The board unanimously voted this month to divest from companies that produce coal, oil and gas by 2018. Such holdings currently make up 5 percent to 7 percent of the endowment. The board cited economic motivations and “a moral and leadership rationale” as principal reasons in a final report.
The regents said they recognized that “the result of the burning of fossil fuels is causing the temperature of the earth to rise.”
"If we need to reduce our footprint to prevent humanity from significant damage, we shouldn't invest in companies that continue to benefit from [carbon dioxide]. We shouldn't bet against ourselves," Chair Randolph Moore told the Honolulu Star-Advertiser, calling fossil fuels “generally bad investments.”
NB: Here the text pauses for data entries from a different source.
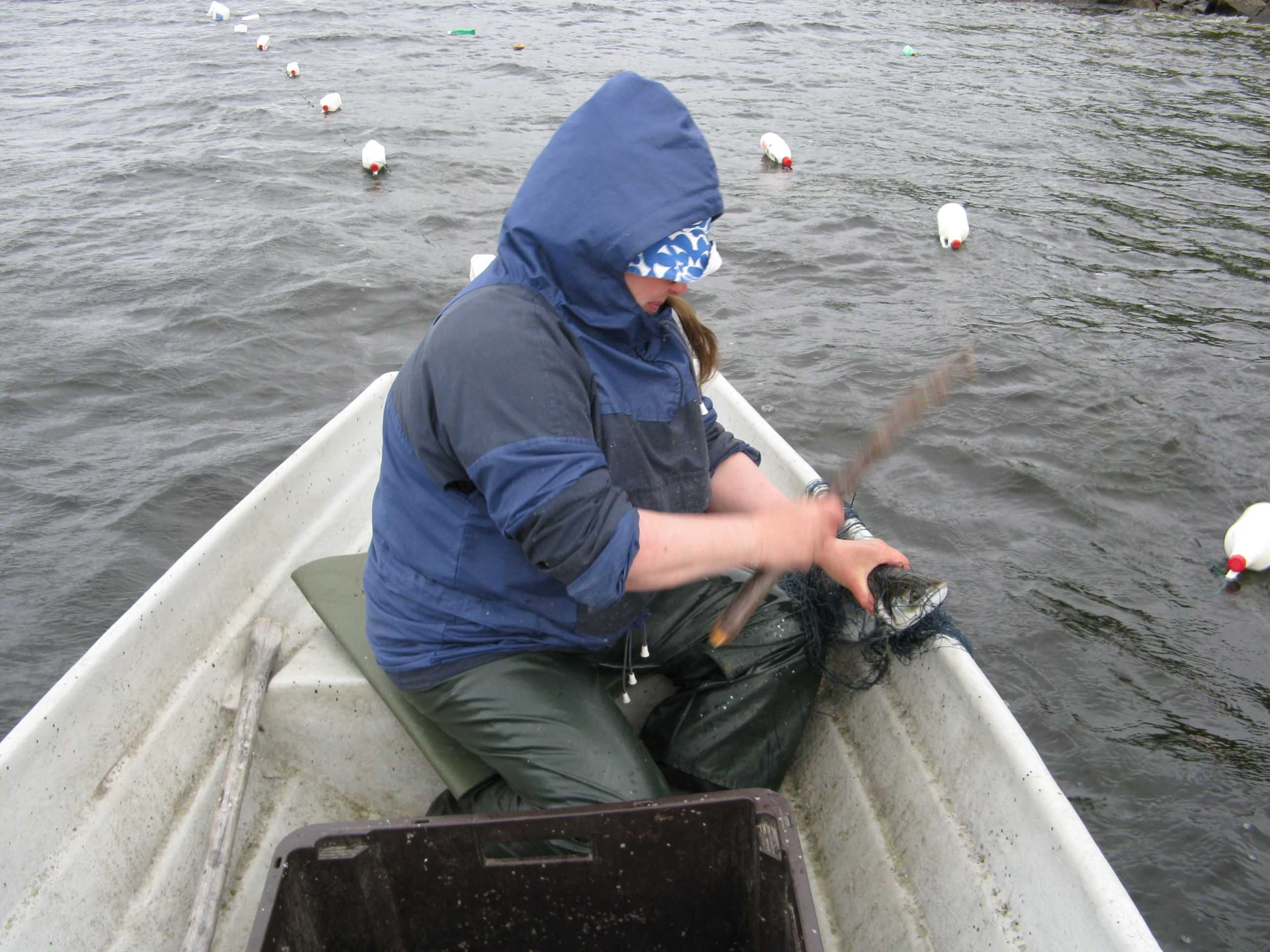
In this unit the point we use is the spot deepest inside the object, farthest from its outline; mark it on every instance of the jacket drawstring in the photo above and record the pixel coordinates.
(628, 669)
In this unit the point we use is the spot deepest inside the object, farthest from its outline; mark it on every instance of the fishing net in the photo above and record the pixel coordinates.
(853, 649)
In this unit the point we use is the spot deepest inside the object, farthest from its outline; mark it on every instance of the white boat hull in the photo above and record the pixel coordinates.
(929, 818)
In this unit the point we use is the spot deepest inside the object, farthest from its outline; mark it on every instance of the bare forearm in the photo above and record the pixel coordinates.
(676, 549)
(739, 487)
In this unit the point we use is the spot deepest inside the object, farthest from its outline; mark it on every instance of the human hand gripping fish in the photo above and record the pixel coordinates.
(930, 391)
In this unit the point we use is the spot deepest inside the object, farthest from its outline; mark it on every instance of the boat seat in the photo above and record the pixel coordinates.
(334, 589)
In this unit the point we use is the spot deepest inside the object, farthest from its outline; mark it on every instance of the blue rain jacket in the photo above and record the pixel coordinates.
(544, 406)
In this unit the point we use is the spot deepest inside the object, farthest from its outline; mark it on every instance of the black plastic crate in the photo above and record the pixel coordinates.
(713, 873)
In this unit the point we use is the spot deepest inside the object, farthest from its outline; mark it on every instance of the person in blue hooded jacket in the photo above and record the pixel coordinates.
(558, 502)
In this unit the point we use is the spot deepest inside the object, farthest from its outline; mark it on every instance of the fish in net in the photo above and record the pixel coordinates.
(853, 649)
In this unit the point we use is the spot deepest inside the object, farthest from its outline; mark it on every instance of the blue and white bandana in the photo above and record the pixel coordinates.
(686, 256)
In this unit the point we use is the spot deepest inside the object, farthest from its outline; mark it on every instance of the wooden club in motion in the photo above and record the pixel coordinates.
(930, 391)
With 10 campuses and more than 57,000 students, the University of Hawaii is the state’s largest school. It is the largest U.S. higher education institution to join the growing divestment movement, which began when Unity College in Maine divested from fossil fuels in 2012.
More than 200 institutions nationwide have announced plans to divest from fossil fuel producers, according to the environmental project Fossil Free.
Michelle Tigchelaar, a graduate student at UH, started the campaign in Hawaii, called Divest UH. Tigchelaar and her team collected more than 1,300 petition signatures. The regents formed a task group in January made up of faculty, students, staff and regents to investigate the potential for divesting.
The task group acknowledged that the regents' vote to divest won't directly result in reduced carbon emissions. But the group said it hopes the university's decision will inspire further ecologically focused sentiment and legislation.
“This was the perfect model of climate activism,” faculty task force member and marine biologist Joe Mobley said in a press release. “Regents, faculty and students alike came together, shared their concerns over the scope and speed of climate change, particularly as it affects the Hawaiian Islands, then did something about it.”
State Rep. Chris Lee, who is also the chair of the House Energy and Environmental Protection Committee, issued a statement commending the regents' decision, saying "it’s important we not raise costs to taxpayers by investing in fossil fuels that add to the problem, and instead invest in clean alternatives that can be equally profitable."
This year, the Hawaii legislature set a goal for the state to run completely on renewable energy by 2050.